SARAH GELBARD, HOST:


Last April, New York State voted to eliminate cash bail for most nonviolent crimes, like jumping a turnstile or trespassing. The hope was to reform the justice system, so the amount of money you had on hand didn’t determine whether you went to jail. But since the law went into effect on January 1, there’s been a major outcry from lawmakers and police who say that people being released from jail pose a danger to the public. Anya Schultz has the story.


ANYA SCHULTZ, BYLINE: It’s only been six weeks since cash bail reforms went into effect, and already the state’s jail population has dropped by over a quarter. That's 6,000 fewer New Yorkers behind bars than this time last year. Derrick Cain is with the Brooklyn Community Bail Fund, a non-profit that used to help people afford their bail.


DERRICK CAIN: Now people don't have to go to jail, so they don't have to deal with collateral consequences of losing their jobs, losing their children, losing their apartments.


SCHULTZ: Cain says before the reforms, you could only get out of jail before trial if you could afford bail. If you were poor, you were stuck.


CAIN: One day of incarceration is enough trauma to unsettle someone for the rest of their lives.


SCHULTZ: But just weeks after the new rules went into effect, New York City Police Commissioner Shea blamed a January crime spike on bail reform. And last week crowds of cops in uniforms, prosecutors, and republicans politicians in suits rallied in Albany to criticize the new law, including republican senator John Flanagan from Long Island.


JOHN FLANNIGAN: You are less safe today than you were a year ago. There are people out on release who never should have been released or given bail.


SCHULTZ: Some Democrats are also concerned. Representatives from Long Island, where local press highlighted crimes committed by those released without bail, have their own plan. For nonviolent crimes they want a judge to determine who gets released before trial. But other democrats disagree. And so, yet another rally was held in the state capital on Wednesday.

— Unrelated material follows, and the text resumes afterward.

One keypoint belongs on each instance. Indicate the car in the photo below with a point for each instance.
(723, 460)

SCHULTZ: Assembly member Tremaine Wright from Brooklyn said putting judges in charge is a step back.


TREMAINE WRIGHT: This is a Jim Crow style rollback and we are definitely moving in the wrong direction. There is no way on earth that we can stand here with our heads held high and say that we are now going to allow judges to have formalized ways to use bias and discretion, which really means discrimination.

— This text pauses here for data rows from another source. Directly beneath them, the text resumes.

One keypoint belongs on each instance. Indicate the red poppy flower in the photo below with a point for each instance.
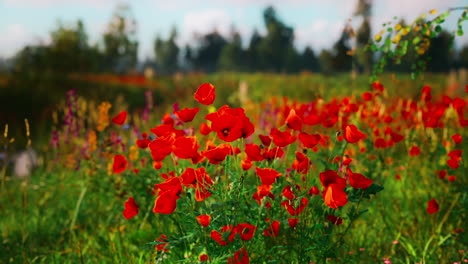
(165, 203)
(313, 191)
(204, 257)
(293, 121)
(246, 164)
(367, 96)
(131, 208)
(334, 196)
(186, 147)
(198, 179)
(455, 158)
(120, 118)
(426, 93)
(457, 138)
(120, 163)
(289, 206)
(161, 147)
(301, 163)
(272, 230)
(246, 231)
(288, 193)
(167, 119)
(168, 194)
(230, 124)
(334, 219)
(205, 129)
(218, 154)
(268, 176)
(352, 134)
(263, 191)
(240, 257)
(415, 151)
(143, 143)
(282, 139)
(432, 206)
(377, 86)
(442, 174)
(205, 94)
(293, 222)
(309, 141)
(395, 136)
(204, 220)
(273, 153)
(330, 176)
(266, 140)
(218, 236)
(187, 114)
(162, 245)
(166, 129)
(157, 165)
(359, 181)
(253, 152)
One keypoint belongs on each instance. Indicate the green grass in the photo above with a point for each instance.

SCHULTZ: All this debate is occurring just 44 days after the new law has taken effect. Lauren Jones, from the Vera Institute, a criminal justice research organization, says for data to be used effectively, we need more of it.


LAUREN JONES: I'm a Mets fan and as any Mets fan knows, if you look at just the first three weeks of a season, that unfortunately doesn't predict how the team's gonna do for the year.


SCHULTZ: But, she says what we can do is look at states like New Jersey. It ended cash bail three years ago. Since then, she says, the state’s crime rate has dropped by 30 percent. Anya Schultz, Columbia Radio News.